I’m partial to the Isotoner brand for my “nice” gloves, or those that I don’t wear to the barn. I had a nice pair of black Isotoner driving gloves a few years ago, but the left hand took legs and walked off. As everyone knows, you never throw out the other one. The mate might turn up one day, or you might buy another pair just like them. In theory, the next single glove you lost would fit the other hand, and you’d have a pair because you had kept the first. In practice, however, you end up with two left - or two right-hand gloves. Works the same with socks and earrings.
A few years ago, a friend gave me another pair of black Isotoners for Christmas. They were a little thicker than my “original” pair, so not quite as dressy, but I really liked them. Last fall I managed to lose that Gift Pair. But the circumstances are quite mysterious.
Spotting them in the passenger seat of my car one day, I decided to put them in my purse before they fell out of the car unnoticed and got chewed up by one of my dogs. (It happened to my good sunglasses.) A few days later, I got to ruminating on the way things fall out of my purse, so I put them in the shoe-box-turned-glove-box on my coat-closet shelf. But a few days later, when I went to get them, one of them was missing. Not the pair mind you, just one of them. Or so I thought.
I did a thorough search of all of my coat and jacket pockets, the kitchen table where I dump stuff when I come into the house, the shelf that holds the shoe box and my car. I concluded that it must have fallen into the dark, mysterious depths of my coat closet when I tossed them into the shoe box. But I didn’t feel like tackling the job of a closet search, not knowing what kind of dust monsters I might find hidden there.
So, I bought another pair of Isotoners during the Christmas holidays. They weren’t anything like the Lone Survivor, being thicker and black-and-gray in color. I tried to put the missing glove out of my mind. Imagine my surprise a couple of weekends ago when I was digging around in the canvas bag in which I carry my Sunday Bible and Sunday school lesson book and found a pair of black Isotoner gloves at the bottom. They were as unfamiliar to me as a foreign language. I had no idea how they got there, either. “These can’t be mine,” I thought. “This is a whole pair and I’m missing only half a pair. Besides, they’re thicker than the Lone Survivor.” When I went to my shoe box to put them away, however, I realized that the Lone Survivor was actually the original Isotoner I had held onto for years hoping its mate would return. I had mistakenly thought of it as the missing mate to the Gift Pair I’d received.

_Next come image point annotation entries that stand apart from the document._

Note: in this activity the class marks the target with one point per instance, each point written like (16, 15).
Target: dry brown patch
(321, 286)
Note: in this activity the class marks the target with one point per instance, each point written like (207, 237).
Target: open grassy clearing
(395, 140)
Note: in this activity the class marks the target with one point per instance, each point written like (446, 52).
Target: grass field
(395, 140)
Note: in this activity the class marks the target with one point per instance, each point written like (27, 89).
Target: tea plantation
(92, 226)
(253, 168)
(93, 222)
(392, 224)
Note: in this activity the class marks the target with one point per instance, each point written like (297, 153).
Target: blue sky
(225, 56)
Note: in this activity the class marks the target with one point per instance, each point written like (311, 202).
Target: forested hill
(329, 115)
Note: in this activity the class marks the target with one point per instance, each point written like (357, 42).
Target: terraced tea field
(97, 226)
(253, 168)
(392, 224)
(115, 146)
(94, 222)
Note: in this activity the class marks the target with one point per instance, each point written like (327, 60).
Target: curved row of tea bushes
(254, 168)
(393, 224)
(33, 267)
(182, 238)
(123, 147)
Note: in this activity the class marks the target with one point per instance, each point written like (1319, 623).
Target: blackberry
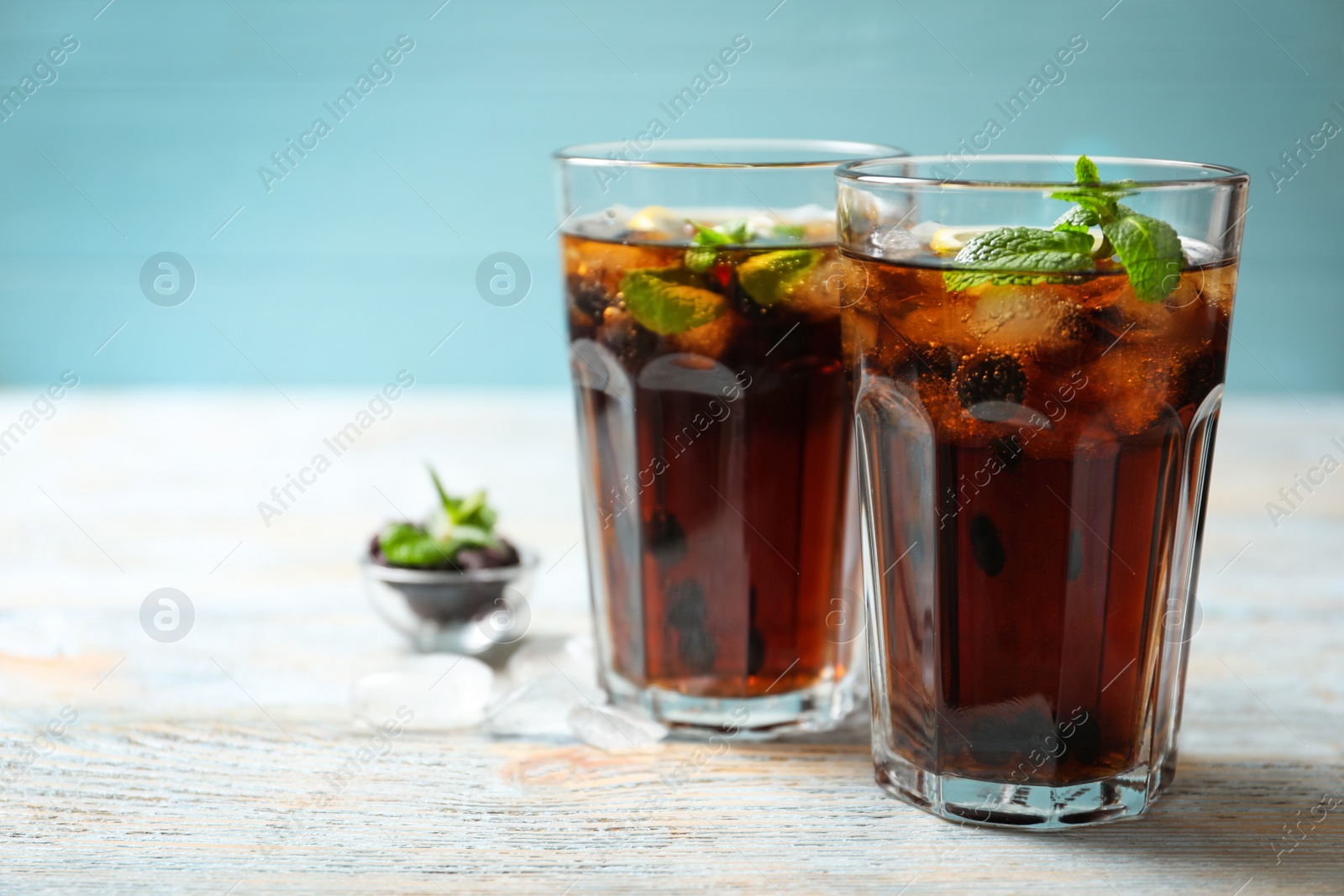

I had been so sure of tossing the Gift Pair into the shoe box I would have staked my life on it. I had a picture of the scene embedded in my mind, clear as a Windexed-window. Only that picture showed a thin pair of Gift Gloves like the Lone Survivor.
I pondered all of this for a while, and finally came to the conclusion that I had, indeed, put away the thicker gloves, then took them out again and wore them to church and put them in my Church Bag. Not only do I have no recollection of that action, I have no idea why I transposed the identity of my Missing Pair to that of the Lone Survivor.
The only thing worse than losing gloves, umbrellas and sunglasses is losing your mind.